「なにこれ!?掃除してるの!?」と機嫌が悪いとあたりが強い上司→耐えきれず別店舗を願い出た結果
カウンターに置かれる音
20代で配属された店舗には、30代後半の主任の女性上司がいました。
私の直属の教育係でもあった人です。
仕事の手順を覚えるまでの間は、穏やかに見えました。
違和感の入り口は、引き継ぎの場面でした。
書類を渡すときに、伝票やペンが、無言でカウンターに叩きつけられて差し出されるのです。
「はい、これ」
必要なら必要と言ってくれればいい。
けれどその一言すら省かれて、ただ音だけが置かれる日が増えていきました。
書類の角がカウンターに当たる音、ペンが転がる音。
指示の代わりにそれが置かれる職場でした。
不思議なのは、機嫌のいい日は同じ人が冗談まで言ってくることです。
波の振れ幅が大きすぎて、こちらが話しかけていい時間帯を測るのに毎朝十分くらい使う。
気がつけば、私はその人の顔色を読むためだけに体力を使う社員になっていました。
同期に相談しても「あの人、誰にでもああだから」で終わってしまう。
先輩は皆、関わるとこちらにも飛び火するからと、視線を伏せて自分の作業に戻っていきます。
守ってくれる人はどこにもおらず、自分で自分の身を守るしかない店舗だと、半年で痛感していました。
流し場の一言と異動願
決定的だったのは、休憩室の流し場のことです。縁の隅にうっすらカビが浮いていただけで呼びつけられました。
「なにこれ!?掃除してるの!?」
同じ場所は前日も見えていたはずなのに、その日に限って詰めてくる。指摘の中身ではなく、突然詰めてくるタイミングそのものが怖かった。同僚は皆、目を合わせないようにそっと持ち場へ戻っていきます。
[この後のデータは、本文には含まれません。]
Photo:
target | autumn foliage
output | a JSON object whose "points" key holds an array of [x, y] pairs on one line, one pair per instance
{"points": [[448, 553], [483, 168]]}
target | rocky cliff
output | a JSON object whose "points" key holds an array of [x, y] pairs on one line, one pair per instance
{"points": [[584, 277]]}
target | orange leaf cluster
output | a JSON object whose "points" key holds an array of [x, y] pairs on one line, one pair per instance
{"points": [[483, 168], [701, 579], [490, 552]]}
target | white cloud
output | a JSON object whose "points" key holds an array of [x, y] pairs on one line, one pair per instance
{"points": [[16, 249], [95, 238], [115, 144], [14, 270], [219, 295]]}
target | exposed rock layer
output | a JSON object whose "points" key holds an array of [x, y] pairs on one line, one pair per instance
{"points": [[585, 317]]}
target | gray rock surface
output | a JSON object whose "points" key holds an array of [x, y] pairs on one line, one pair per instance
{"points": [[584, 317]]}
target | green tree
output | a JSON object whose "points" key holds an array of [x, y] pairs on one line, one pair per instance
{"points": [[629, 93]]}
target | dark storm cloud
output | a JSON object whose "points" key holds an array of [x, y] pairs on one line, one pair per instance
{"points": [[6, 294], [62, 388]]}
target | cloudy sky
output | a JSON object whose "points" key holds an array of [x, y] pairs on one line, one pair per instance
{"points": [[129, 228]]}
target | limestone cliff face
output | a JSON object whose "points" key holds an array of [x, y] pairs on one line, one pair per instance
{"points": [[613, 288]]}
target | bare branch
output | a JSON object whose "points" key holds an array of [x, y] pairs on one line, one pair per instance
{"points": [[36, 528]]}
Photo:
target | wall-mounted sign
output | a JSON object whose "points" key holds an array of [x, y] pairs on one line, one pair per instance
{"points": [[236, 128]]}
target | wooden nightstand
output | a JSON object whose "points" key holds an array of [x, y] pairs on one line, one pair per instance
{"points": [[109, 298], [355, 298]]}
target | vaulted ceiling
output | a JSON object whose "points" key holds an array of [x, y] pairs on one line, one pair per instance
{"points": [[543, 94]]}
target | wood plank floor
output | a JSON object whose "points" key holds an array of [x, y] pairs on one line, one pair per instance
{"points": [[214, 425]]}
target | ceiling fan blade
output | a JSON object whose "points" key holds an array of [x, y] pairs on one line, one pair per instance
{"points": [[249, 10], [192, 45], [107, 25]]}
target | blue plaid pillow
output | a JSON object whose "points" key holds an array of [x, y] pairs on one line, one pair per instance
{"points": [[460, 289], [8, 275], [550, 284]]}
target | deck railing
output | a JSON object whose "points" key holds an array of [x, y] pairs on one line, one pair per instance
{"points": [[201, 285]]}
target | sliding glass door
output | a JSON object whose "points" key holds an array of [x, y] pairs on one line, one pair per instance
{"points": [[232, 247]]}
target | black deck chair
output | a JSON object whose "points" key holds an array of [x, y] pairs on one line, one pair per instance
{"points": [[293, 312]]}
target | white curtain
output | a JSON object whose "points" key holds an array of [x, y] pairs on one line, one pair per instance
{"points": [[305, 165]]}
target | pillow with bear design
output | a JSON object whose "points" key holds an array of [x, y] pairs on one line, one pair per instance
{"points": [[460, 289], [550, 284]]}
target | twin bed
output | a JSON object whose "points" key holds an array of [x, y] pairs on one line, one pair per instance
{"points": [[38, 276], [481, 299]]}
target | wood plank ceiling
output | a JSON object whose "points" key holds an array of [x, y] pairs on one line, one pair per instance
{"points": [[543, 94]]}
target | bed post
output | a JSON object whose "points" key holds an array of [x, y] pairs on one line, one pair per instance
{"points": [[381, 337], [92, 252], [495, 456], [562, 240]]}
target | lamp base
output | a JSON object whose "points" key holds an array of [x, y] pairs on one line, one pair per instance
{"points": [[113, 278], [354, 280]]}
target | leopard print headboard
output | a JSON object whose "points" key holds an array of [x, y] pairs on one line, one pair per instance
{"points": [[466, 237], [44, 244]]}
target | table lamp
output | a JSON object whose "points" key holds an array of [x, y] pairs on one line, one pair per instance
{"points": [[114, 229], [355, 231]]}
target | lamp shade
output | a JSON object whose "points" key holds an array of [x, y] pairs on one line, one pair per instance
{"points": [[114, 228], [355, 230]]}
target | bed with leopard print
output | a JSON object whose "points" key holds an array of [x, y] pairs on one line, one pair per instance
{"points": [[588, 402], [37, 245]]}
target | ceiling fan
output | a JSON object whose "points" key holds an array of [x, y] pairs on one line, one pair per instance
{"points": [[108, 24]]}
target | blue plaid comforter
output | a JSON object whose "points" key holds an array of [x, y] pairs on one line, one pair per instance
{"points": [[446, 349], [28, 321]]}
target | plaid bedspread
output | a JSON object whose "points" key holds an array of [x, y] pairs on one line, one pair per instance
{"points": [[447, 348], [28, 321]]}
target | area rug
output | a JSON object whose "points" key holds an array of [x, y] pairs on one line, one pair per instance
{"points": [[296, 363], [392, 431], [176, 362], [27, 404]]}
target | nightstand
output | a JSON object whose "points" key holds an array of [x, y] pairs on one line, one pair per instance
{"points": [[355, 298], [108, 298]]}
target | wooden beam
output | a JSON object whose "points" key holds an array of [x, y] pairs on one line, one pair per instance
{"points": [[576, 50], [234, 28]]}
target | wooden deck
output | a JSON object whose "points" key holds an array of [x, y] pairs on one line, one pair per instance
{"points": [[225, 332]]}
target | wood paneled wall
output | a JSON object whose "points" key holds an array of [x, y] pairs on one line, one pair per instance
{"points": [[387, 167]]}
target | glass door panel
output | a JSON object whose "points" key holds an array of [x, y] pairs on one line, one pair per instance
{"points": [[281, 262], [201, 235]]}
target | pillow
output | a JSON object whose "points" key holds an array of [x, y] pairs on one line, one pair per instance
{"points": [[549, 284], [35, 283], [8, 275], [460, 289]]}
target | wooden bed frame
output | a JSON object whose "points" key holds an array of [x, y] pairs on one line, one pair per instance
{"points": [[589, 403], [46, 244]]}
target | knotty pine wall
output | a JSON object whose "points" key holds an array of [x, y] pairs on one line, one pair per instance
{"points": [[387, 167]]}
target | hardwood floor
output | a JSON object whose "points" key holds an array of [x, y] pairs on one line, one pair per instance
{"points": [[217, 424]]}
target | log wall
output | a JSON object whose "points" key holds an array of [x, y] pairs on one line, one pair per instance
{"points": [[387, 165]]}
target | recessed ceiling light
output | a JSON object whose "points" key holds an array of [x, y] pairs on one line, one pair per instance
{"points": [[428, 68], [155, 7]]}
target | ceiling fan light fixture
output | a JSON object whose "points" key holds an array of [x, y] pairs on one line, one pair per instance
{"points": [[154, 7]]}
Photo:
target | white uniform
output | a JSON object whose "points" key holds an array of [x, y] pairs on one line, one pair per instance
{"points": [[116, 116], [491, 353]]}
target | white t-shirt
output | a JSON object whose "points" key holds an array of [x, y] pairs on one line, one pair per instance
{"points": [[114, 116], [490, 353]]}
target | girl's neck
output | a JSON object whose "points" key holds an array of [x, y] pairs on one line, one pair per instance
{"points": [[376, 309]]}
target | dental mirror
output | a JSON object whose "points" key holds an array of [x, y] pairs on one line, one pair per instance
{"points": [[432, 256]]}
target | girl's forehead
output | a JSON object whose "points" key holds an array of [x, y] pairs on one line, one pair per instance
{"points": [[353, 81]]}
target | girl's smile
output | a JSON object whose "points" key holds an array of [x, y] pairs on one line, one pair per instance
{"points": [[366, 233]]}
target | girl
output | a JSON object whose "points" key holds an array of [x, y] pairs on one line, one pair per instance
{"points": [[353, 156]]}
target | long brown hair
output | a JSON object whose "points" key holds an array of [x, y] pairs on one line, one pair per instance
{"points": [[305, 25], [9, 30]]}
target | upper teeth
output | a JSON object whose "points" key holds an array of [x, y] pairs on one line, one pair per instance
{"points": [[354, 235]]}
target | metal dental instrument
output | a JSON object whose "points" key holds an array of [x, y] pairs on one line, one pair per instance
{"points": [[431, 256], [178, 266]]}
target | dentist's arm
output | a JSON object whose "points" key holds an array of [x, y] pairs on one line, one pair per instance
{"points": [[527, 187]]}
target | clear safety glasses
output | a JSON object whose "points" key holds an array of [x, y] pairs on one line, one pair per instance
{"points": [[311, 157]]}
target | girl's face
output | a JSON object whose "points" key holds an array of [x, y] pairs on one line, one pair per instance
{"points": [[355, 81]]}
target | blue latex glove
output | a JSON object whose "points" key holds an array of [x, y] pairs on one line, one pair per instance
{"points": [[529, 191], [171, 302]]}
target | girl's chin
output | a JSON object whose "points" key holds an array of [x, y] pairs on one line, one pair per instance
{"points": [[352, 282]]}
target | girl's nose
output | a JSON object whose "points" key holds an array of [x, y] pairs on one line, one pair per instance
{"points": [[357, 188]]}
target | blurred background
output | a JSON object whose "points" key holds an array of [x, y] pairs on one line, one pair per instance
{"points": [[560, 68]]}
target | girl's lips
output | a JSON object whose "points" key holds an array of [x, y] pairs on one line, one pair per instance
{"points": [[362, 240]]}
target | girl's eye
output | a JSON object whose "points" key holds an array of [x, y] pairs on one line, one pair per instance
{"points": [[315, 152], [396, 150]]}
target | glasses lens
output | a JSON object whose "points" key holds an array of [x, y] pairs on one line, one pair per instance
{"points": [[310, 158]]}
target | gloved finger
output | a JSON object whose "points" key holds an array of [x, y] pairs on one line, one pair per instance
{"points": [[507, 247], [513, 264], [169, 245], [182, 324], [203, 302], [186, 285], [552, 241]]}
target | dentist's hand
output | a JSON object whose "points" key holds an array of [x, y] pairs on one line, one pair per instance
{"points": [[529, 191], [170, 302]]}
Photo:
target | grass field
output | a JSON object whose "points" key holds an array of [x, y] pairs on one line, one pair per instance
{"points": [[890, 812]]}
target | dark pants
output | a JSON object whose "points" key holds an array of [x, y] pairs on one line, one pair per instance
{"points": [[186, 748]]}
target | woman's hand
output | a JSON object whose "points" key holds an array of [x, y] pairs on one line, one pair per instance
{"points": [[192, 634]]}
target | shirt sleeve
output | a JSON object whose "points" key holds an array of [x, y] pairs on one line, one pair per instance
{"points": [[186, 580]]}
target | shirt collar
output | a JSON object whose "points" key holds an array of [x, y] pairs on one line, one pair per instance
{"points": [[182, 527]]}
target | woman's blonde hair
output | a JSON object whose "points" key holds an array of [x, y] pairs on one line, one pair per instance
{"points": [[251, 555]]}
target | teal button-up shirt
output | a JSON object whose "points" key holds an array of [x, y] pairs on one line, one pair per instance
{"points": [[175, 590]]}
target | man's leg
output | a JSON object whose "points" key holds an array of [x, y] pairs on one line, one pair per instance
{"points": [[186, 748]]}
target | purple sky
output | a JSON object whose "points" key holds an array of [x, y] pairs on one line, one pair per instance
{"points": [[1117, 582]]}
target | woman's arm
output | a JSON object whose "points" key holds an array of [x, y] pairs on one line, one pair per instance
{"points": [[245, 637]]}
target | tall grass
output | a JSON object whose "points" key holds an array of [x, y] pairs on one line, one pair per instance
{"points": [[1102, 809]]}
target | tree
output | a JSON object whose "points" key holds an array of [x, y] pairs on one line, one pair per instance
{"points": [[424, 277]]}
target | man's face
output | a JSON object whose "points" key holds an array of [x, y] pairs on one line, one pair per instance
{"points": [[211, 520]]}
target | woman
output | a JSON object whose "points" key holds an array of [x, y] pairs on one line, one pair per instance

もう我慢の限界だと、本部に提出した異動願には、詳しい事情は書きませんでした。
「環境的に厳しい」とだけ。
別店舗への移動は認められましたが、上司への注意があった気配はありません。
私が抜けたあとの店舗にも、同じやり方で誰かが教育されているのかもしれない。それを思うと胸の奥が重くなります。
新しい場所で働けている安心の裏で、納得のいかない区切り方だったなと、いまも時々思い返します。私が逃げたのか、私が逃げるしかなかったのか。答えの出ないまま、別の店舗で日々の仕事を続けています。
※tendが独自に実施したアンケートで集めた、20代・女性読者様の体験談をもとに記事化しています
※本コンテンツ内の画像は、生成AIを利用して作成しています。